Friday, August 28, 2009

Will cellular phone numbers become obsolete soon?

Last May, I attended Cherry Mobile's launch of its dual SIM phone series. Having 4 active mobile numbers can be a drag and may sometimes end up neglecting some of them. It will be convenient to just have them in one phone and just switch when necessary.

Also found out that my monthly mobile phone plan can be renewed or downgraded by January 2010. Now I'm partly torned as there are developments in the market that are affecting my plans on this.

Landline numbers are now mobile or wireless, can text, and surf the Internet too

With the kind of business I'm in, it will be convenient if people can reach me through mobile landline numbers especially now that they can be taken anywhere in the country and be able to receive the call.

I remember being surprised receiving a text message and the number that I replied to was actually a landline.

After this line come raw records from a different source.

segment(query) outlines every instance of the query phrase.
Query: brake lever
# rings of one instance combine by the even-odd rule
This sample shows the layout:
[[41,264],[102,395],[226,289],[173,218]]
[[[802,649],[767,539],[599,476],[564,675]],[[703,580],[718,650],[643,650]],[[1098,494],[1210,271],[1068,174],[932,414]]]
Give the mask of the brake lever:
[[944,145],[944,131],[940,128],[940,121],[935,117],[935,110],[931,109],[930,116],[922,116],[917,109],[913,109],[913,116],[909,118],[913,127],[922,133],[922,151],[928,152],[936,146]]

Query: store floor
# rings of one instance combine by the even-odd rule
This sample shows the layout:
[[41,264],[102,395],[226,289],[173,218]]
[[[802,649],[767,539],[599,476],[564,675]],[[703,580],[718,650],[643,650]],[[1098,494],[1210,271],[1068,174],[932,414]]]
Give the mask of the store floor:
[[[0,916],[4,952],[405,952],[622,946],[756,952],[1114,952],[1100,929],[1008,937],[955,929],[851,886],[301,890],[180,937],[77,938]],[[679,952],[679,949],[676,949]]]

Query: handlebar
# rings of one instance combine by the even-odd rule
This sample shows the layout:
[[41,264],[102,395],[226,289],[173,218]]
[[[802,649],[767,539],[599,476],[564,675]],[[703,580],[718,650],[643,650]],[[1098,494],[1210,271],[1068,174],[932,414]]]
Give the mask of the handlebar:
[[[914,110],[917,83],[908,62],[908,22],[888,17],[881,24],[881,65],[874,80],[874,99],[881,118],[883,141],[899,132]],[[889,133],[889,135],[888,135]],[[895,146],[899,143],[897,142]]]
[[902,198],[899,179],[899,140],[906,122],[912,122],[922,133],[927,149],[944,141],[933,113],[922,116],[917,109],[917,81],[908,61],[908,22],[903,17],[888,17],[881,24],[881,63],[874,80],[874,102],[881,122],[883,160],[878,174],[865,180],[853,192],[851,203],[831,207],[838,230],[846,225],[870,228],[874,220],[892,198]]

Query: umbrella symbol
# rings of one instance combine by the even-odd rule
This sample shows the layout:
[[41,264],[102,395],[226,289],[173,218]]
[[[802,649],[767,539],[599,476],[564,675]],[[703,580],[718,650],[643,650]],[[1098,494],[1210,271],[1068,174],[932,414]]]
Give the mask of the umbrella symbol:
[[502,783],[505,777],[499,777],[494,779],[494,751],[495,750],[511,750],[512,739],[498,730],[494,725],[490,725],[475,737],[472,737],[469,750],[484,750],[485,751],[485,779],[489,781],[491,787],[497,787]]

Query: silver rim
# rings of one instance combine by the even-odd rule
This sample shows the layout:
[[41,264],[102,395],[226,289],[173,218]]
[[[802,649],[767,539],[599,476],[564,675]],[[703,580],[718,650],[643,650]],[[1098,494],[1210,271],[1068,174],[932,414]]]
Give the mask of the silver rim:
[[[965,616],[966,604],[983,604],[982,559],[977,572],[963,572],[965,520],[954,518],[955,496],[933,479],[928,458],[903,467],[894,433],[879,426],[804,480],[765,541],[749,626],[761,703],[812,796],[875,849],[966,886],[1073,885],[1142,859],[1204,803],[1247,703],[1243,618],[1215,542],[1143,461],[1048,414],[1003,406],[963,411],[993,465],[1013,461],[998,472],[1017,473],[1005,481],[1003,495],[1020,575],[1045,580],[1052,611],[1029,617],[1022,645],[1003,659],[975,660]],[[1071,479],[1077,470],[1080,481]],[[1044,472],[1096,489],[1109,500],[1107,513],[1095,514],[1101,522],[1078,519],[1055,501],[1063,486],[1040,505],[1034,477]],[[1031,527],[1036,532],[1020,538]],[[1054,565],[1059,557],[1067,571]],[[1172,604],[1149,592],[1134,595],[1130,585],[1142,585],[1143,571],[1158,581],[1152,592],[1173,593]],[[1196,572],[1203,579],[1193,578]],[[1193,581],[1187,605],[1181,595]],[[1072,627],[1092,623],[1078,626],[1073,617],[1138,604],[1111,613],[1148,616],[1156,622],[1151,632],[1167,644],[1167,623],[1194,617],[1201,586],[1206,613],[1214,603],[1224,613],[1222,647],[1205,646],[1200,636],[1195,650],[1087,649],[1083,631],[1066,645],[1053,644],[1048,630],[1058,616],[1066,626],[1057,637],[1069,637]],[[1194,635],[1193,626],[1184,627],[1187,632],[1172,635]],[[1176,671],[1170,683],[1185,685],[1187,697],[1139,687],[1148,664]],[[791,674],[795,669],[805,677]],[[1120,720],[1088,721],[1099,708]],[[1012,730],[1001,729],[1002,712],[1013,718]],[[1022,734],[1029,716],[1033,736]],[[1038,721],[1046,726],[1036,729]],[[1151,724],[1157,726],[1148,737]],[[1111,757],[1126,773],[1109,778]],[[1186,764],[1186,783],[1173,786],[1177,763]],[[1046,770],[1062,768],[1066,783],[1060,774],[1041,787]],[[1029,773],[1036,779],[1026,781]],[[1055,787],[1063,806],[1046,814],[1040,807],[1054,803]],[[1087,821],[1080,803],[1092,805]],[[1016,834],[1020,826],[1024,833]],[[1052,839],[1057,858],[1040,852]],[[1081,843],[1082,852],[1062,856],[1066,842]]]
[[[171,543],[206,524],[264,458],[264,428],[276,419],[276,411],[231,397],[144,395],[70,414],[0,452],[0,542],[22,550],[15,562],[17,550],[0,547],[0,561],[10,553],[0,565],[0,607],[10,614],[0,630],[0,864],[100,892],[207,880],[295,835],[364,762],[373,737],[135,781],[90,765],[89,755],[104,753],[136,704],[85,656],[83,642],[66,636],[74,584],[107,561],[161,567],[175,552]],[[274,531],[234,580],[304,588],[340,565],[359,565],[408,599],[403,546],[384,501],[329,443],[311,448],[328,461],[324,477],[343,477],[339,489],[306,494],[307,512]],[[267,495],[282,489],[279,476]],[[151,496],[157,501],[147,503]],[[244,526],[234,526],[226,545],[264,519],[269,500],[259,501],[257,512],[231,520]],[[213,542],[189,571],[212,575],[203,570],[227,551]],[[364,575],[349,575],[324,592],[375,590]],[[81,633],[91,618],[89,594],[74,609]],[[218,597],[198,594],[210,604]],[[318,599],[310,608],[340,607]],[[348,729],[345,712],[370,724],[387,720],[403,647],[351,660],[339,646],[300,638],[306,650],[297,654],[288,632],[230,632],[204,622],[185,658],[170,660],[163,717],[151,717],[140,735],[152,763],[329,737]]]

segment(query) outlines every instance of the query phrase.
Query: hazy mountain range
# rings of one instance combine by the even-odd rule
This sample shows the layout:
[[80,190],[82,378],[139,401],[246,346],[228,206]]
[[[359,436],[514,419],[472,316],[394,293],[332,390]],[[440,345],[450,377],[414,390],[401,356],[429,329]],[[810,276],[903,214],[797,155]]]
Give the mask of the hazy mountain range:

Some can even be plugged to your PC and you can already start surfing the Internet. So come October, I will likely have a mobile landline number of my own that I can take anywhere.

What will happen to mobile phone numbers?
I think the local telecommunication companies have already saturated the market. When you have 70 million mobile phone users (Philippines 2009), their needs for upgrade and changing of mobile numbers won't be that much right?

Therefore the whole new untapped market will be the wireless landline numbers where some can also be used with mobile phone handsets. If you can do almost everything that you are doing now with your mobile phone at your wireless landline phone (except international roaming - at least for now), then what is the use of having to maintain an expensive mobile phone subscription plan in the long run?

I think it is possible that a lot of us in business will have one regular cellphone and wireless landline number inevitably. This may decrease the size of the cellphone market as it will become more practical to have a wireless landline number as features get further beefed up. Unless of course, cellular phone subscription plans gets a radical make-over.